Hope, love and speedskates... A handful of years ago, speedskating helped me loose 70lbs. and gain back the person I had been. In the past three years however, I have managed to slide backwards, and it is with hope, love and speedskates (and of course some running shoes, a bicycle, and a swimming pool) that I embark once again on that journey. This time, I am going to write about the experience. Heck, I give up, I am just going to WRITE
Friday, August 28, 2009
Thars a hole in my bucket...
My name is not LIZA and I decided not to fix it either! I had less than optimal sleep last night, I was happy to be out on my bike at all. I decided it was a F*&k it day.
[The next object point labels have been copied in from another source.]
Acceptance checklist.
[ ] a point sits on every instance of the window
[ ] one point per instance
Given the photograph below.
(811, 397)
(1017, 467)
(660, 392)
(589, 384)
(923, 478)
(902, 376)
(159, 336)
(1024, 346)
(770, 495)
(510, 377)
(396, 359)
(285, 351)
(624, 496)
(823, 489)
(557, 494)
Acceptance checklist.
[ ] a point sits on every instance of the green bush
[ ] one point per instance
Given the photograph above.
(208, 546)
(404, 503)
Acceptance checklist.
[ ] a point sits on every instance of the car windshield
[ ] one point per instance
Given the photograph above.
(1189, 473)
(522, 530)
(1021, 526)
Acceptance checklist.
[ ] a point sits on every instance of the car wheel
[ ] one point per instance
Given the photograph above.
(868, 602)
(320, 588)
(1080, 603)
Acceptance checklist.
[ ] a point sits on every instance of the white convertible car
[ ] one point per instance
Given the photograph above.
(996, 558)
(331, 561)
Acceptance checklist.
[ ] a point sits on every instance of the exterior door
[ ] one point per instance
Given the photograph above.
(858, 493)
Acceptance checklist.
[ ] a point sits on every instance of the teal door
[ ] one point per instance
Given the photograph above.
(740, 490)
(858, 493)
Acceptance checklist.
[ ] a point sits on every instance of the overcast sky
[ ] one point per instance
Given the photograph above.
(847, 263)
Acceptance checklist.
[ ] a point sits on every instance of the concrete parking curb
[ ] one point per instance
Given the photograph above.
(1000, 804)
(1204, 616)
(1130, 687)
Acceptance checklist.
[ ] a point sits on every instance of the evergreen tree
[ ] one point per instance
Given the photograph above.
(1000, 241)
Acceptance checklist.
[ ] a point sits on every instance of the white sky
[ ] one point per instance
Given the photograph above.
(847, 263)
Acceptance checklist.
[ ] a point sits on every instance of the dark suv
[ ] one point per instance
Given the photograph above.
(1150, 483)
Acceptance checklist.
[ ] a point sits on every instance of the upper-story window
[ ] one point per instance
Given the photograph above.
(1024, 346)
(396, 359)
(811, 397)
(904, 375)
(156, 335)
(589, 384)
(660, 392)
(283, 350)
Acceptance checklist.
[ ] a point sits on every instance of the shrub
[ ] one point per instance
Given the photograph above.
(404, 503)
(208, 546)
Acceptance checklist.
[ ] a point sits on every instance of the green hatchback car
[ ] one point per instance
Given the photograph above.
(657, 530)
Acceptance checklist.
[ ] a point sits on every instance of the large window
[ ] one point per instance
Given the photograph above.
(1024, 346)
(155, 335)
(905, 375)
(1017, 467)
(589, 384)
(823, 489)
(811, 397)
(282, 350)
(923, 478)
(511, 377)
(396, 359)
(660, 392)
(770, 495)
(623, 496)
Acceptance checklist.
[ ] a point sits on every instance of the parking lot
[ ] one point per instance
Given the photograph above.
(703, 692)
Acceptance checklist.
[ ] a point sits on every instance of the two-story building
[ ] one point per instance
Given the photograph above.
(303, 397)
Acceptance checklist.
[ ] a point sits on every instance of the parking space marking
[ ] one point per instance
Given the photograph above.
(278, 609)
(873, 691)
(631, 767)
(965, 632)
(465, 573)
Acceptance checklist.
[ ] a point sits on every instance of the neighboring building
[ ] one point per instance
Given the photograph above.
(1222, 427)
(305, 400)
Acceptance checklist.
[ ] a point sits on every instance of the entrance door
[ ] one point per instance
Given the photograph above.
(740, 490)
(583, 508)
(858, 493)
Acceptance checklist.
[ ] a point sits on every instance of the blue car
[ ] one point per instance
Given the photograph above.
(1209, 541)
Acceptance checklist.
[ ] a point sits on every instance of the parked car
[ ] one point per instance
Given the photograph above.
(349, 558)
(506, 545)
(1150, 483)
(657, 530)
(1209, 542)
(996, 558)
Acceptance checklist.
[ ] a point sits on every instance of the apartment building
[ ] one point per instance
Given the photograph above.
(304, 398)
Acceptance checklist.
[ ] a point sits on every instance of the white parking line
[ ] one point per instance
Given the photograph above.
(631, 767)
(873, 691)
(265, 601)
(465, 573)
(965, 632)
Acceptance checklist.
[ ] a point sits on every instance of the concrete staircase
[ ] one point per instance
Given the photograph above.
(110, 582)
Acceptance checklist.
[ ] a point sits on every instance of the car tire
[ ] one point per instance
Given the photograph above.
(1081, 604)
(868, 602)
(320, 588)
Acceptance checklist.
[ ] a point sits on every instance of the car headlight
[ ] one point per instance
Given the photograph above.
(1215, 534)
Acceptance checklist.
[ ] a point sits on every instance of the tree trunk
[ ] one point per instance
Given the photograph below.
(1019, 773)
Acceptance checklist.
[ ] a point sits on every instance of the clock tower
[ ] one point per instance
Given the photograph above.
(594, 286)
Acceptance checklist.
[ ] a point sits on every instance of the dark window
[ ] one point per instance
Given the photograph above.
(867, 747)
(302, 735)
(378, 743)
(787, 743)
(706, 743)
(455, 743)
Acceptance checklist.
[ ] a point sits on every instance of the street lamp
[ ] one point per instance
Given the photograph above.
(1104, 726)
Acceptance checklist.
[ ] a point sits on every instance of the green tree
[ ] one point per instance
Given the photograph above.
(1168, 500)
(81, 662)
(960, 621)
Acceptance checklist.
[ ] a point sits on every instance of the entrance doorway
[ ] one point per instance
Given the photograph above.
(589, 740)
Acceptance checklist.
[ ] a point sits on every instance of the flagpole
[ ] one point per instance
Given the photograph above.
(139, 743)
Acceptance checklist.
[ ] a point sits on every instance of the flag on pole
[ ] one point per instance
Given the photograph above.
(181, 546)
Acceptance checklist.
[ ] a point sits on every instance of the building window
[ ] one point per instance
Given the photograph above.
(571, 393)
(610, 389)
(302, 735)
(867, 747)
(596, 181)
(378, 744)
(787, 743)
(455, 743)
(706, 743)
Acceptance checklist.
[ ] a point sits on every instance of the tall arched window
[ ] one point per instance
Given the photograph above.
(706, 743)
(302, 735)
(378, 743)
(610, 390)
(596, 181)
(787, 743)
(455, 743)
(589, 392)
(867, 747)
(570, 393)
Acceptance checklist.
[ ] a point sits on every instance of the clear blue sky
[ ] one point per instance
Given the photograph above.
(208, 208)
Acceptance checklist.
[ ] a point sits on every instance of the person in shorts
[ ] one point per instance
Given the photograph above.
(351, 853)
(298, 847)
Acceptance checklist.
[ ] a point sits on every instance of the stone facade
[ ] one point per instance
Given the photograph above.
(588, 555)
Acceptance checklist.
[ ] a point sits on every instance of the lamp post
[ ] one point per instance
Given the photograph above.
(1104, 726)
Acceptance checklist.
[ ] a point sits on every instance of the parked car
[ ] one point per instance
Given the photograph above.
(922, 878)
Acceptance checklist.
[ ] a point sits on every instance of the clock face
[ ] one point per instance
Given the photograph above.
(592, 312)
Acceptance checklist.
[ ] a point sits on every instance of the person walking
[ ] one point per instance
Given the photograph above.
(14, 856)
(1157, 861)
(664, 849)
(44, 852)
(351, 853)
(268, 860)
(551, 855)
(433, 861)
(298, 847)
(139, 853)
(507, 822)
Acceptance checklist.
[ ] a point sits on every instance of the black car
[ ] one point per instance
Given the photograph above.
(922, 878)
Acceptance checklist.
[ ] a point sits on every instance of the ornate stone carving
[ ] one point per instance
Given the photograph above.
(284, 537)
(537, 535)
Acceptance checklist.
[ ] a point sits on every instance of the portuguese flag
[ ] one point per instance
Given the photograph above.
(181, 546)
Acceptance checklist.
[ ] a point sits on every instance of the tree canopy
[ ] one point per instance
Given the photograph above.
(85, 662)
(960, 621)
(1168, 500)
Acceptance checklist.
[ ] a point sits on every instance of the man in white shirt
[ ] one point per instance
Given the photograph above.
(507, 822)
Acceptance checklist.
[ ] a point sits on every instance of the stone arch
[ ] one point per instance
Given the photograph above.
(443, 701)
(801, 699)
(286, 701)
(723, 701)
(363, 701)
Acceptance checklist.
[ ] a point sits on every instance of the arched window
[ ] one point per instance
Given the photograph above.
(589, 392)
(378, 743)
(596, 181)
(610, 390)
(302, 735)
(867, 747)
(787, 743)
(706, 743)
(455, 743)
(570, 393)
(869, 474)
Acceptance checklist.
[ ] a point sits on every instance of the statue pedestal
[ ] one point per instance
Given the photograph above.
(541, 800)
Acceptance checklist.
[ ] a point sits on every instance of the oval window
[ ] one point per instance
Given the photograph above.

Alison and Kelly in unison promptly tell me that my attitude its what is called a "Nantucket Day". We went out for a ride and I was so happy to have their company. My head was really not into anything at all. I had just come from the hospital, and while my mom looked so much better than the night before, I could not get the thoughts I had written about out of my head, matter of fact I have probably expanded upon them 100 fold. If I was by myself I probably would have ridden as hard and as long as I could have sustained, but somehow, with company decided that what I really needed was a day to forget about training and just ride for the sake of riding.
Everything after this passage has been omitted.